Can You Obtain an Auto Loan While Collecting Unemployment?


It's possible to qualify for an auto loan while collecting unemployment — it depends on your overall credit and financial situation. For example, you may have multiple income streams from retirement plans, small businesses and other investments. Losing a job and collecting unemployment isn't always a hardship in those situations. However, if your only source of income is unemployment, you may find it impossible to qualify for a car loan.

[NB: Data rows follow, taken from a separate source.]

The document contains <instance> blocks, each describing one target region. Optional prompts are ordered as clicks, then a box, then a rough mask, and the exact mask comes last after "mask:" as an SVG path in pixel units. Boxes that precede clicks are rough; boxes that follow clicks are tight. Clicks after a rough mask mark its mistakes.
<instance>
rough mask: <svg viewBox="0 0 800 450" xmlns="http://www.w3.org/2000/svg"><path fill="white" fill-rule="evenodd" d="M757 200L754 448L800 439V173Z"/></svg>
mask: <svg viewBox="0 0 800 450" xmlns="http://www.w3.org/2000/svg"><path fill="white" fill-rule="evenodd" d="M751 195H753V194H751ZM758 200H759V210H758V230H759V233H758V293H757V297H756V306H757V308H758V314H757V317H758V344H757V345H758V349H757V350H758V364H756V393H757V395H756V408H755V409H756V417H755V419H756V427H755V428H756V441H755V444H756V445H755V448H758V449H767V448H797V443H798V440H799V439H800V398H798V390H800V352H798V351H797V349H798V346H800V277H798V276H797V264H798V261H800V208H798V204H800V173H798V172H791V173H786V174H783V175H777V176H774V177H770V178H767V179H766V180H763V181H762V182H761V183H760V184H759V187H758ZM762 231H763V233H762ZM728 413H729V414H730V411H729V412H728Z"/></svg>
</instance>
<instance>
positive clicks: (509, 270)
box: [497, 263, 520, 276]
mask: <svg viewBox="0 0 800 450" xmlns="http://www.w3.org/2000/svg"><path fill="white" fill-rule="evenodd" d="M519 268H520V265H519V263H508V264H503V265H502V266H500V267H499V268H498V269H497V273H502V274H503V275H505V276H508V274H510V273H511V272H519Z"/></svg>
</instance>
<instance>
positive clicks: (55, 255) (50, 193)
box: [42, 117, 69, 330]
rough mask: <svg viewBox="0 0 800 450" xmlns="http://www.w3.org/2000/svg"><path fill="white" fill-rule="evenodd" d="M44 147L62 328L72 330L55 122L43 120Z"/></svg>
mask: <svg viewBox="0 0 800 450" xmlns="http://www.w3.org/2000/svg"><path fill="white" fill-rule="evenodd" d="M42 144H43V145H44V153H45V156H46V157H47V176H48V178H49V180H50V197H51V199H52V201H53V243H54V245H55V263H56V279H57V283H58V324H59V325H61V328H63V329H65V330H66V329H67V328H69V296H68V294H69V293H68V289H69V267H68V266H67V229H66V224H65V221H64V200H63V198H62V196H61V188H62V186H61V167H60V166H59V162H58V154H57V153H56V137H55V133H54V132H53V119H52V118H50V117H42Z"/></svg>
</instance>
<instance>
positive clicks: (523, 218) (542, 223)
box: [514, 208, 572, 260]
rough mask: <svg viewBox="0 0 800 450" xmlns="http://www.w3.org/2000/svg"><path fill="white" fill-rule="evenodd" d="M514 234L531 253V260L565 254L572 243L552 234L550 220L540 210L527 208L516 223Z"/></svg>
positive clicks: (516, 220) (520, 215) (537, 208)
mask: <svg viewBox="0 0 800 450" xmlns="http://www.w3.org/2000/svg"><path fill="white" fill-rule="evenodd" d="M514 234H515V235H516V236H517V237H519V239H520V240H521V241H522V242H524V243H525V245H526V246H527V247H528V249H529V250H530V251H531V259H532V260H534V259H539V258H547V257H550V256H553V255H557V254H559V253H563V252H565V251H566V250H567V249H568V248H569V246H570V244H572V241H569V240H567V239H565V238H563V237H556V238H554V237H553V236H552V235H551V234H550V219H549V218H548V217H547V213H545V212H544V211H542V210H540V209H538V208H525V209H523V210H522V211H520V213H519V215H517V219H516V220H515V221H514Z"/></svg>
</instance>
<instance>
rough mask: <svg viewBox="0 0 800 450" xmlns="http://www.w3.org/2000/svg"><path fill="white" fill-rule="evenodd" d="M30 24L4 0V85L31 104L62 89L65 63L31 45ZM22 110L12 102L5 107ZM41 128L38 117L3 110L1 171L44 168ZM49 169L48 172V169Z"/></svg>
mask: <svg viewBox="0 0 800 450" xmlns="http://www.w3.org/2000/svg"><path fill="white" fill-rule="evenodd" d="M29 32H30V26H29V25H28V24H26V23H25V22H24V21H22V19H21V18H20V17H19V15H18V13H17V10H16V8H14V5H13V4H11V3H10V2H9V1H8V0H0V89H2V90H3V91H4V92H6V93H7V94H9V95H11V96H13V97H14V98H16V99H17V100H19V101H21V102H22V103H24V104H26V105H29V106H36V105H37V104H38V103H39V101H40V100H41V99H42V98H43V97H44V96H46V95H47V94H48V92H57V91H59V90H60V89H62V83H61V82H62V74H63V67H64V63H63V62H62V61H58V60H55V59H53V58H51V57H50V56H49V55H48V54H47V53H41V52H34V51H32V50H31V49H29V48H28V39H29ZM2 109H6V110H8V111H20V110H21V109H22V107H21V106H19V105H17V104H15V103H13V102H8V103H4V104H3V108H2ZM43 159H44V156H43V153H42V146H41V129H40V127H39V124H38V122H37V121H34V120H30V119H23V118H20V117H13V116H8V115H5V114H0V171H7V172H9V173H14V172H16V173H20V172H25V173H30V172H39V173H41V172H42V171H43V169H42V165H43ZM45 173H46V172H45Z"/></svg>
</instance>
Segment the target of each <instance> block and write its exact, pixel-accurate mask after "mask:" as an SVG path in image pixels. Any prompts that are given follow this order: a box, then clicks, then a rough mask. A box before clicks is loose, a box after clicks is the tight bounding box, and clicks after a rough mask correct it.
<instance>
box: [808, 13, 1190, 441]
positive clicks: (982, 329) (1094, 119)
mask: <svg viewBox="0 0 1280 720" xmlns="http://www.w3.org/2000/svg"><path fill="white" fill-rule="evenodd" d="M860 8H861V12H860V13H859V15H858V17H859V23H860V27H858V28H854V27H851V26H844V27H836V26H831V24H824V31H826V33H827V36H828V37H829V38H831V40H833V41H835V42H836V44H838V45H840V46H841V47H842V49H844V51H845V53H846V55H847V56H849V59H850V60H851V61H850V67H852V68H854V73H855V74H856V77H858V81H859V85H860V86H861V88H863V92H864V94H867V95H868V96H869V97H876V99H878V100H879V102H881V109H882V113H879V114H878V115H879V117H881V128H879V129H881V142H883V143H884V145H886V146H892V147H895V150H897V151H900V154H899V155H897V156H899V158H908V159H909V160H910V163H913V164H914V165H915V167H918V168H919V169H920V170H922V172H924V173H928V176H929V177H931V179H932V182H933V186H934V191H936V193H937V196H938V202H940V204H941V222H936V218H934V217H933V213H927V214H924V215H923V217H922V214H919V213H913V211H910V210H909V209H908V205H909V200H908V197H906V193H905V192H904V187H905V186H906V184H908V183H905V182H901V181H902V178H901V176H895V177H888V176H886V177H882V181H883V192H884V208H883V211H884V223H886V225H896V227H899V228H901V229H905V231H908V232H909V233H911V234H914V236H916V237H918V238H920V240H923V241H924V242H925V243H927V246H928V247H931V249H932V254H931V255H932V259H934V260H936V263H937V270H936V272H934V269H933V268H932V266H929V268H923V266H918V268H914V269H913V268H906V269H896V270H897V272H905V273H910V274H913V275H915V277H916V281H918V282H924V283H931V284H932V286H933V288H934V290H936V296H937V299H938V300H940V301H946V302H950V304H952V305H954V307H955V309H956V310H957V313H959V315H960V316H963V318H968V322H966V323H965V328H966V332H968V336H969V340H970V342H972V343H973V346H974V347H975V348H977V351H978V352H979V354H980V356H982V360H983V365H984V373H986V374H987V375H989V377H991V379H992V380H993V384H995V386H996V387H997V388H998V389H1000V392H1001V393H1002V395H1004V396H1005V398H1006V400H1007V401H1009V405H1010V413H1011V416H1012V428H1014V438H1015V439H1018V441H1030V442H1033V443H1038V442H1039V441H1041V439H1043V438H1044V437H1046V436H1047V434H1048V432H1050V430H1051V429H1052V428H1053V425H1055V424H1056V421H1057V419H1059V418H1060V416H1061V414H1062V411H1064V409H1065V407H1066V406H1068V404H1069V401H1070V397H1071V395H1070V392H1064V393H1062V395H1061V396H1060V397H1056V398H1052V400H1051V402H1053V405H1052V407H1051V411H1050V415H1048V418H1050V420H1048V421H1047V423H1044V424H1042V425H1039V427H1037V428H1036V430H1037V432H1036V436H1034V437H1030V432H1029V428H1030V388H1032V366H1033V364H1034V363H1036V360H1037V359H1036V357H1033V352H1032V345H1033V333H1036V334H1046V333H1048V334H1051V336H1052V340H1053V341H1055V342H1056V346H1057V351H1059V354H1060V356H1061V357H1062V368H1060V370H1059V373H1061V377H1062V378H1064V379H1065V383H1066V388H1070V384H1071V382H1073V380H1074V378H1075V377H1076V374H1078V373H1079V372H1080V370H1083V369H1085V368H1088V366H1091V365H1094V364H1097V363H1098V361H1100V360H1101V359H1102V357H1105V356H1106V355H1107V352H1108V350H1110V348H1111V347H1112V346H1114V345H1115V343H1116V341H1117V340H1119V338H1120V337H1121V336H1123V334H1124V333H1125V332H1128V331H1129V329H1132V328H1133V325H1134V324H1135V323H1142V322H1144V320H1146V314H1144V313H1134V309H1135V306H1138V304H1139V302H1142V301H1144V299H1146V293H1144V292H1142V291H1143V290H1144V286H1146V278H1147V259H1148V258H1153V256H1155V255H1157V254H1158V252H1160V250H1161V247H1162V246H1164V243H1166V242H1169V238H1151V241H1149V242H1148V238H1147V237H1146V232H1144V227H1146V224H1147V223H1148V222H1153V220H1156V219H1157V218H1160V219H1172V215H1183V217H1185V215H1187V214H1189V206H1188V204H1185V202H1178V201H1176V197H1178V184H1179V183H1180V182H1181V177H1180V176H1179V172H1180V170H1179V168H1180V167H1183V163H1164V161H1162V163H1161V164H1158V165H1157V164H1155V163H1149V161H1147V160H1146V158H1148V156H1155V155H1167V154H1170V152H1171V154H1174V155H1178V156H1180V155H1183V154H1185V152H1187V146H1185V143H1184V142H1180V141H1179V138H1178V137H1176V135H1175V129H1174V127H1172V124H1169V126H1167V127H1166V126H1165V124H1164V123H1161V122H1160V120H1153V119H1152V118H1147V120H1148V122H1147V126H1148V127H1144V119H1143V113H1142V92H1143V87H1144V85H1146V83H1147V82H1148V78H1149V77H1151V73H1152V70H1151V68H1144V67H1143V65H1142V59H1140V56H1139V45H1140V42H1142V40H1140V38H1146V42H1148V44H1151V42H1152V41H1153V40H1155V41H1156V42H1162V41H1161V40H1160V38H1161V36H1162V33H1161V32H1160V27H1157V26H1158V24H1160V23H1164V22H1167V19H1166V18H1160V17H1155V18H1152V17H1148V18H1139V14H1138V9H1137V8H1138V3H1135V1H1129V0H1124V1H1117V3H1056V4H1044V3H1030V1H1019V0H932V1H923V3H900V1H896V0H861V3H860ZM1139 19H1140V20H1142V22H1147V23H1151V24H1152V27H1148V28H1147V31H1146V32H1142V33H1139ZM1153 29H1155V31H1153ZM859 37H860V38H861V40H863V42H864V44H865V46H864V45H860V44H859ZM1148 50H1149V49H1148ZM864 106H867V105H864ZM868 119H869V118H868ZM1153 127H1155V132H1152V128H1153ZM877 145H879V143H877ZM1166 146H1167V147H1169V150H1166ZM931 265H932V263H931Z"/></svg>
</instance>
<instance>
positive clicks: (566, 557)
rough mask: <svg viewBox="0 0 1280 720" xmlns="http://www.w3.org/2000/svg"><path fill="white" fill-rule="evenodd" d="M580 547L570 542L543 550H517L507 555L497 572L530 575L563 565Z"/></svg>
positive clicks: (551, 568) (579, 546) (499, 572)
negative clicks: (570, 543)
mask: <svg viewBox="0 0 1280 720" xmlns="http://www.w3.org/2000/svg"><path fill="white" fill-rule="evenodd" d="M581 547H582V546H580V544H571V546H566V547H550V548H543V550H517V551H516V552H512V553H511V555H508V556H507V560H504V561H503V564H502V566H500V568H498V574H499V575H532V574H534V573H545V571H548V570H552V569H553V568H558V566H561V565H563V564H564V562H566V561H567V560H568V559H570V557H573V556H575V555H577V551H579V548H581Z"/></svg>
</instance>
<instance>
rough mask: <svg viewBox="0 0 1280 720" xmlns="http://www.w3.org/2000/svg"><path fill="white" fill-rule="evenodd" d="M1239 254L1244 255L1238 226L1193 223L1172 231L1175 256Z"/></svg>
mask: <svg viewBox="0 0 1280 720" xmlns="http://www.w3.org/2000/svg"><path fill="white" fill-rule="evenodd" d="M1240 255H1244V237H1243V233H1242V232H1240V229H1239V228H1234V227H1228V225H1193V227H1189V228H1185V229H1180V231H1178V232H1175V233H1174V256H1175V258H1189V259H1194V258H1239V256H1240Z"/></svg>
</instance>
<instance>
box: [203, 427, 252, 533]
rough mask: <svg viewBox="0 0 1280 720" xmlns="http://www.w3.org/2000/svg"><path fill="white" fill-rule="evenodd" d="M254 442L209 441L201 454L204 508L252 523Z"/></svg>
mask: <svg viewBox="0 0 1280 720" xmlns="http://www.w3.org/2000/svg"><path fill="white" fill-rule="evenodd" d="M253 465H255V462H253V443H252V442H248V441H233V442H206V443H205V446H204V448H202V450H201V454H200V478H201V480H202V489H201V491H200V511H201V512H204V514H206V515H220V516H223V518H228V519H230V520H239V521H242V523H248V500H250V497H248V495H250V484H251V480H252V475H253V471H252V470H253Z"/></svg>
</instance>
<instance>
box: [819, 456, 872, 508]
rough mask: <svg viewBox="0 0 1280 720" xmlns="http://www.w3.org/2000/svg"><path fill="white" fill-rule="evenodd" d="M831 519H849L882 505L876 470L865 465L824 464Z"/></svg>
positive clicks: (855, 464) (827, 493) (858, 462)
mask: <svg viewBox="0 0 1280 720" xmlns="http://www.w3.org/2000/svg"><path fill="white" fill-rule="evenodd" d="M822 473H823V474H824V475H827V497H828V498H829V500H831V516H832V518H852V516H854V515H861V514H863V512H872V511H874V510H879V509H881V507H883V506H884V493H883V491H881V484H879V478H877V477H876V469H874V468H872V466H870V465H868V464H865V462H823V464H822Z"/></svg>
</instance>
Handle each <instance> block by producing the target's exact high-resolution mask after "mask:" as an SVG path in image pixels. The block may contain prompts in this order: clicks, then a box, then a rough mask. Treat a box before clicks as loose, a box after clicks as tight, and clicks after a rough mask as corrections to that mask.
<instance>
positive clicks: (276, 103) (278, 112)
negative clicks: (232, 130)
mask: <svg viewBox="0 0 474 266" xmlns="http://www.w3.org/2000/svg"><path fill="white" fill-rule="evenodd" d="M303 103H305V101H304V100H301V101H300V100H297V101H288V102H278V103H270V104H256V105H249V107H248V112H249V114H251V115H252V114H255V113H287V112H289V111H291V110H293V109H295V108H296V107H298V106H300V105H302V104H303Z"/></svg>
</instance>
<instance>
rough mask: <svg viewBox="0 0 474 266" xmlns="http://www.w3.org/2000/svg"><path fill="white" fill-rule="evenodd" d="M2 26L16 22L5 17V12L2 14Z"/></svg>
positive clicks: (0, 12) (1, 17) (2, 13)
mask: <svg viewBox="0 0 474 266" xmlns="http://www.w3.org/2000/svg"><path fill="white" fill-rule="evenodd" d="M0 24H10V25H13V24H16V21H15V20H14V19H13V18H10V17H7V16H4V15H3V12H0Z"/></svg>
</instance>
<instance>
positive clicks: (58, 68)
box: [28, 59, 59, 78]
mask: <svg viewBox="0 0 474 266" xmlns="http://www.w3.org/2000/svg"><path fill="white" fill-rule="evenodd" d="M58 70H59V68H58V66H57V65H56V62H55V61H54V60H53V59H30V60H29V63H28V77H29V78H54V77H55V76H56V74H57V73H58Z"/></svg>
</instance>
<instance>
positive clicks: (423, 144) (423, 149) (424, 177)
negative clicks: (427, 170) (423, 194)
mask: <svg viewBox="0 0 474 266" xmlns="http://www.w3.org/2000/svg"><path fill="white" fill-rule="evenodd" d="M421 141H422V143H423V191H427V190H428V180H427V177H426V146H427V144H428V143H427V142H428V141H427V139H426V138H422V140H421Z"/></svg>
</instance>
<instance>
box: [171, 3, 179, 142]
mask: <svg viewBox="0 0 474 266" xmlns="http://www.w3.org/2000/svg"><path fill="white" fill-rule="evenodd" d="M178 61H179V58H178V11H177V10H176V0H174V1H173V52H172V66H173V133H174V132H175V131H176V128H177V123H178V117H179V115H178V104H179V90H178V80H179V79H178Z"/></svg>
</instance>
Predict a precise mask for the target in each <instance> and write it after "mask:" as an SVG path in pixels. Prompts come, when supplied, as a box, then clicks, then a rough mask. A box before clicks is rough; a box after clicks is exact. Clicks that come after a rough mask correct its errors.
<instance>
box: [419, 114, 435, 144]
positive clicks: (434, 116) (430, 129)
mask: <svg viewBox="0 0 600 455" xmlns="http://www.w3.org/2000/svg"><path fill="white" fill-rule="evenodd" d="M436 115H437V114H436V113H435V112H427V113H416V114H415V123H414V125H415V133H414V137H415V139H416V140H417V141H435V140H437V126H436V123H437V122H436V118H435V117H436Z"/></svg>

Unemployment benefits are temporary: You receive only a small percentage of your previous salary. Automobile loans usually require payments that last at least three to five years; no traditional bank or credit union is likely to approve such a long-term loan based on temporary unemployment benefits. People eligible for unemployment initially receive benefits for 26 weeks, with certain extensions possible, according to MSN Money.

High-Risk Lenders

Even auto lenders comfortable lending to people with poor credit are unlikely to approve a car loan based solely on unemployment benefits, although exceptions are possible. There's always the chance that a used-car dealer could arrange financing at an exorbitant interest rate. The dealer may steer you to an overpriced car and require a significant down payment with an exorbitant interest rate approaching or exceeding 25 percent. That’s typically a good deal for the dealer, even if it repossesses the car just a few months later.

Existing Credit

If you're unable to qualify for a standard auto loan because of unemployment, consider existing lines of credit, such as a home equity loan. The bank may not request employment verification if the account is in good standing, making unemployment a nonissue. However, the Federal Trade Commission recommends that you not use home equity loans, if possible: These loans are helpful for emergencies, but they can lead to excessive debt if used unwisely. The Federal Trade Commission warns that defaulting on a home equity loan can lead to foreclosure.


If you're unemployed and need a car, consider buying a car for cash, even if that means scrounging around for a used car that's $1,500 or less. That’s less than a down payment on most cars, and it eliminates adding debt during a tough time. Long-term rentals are another option. Major rental-car companies often offer rentals for two-month periods; you can renew the contract for additional months, if necessary.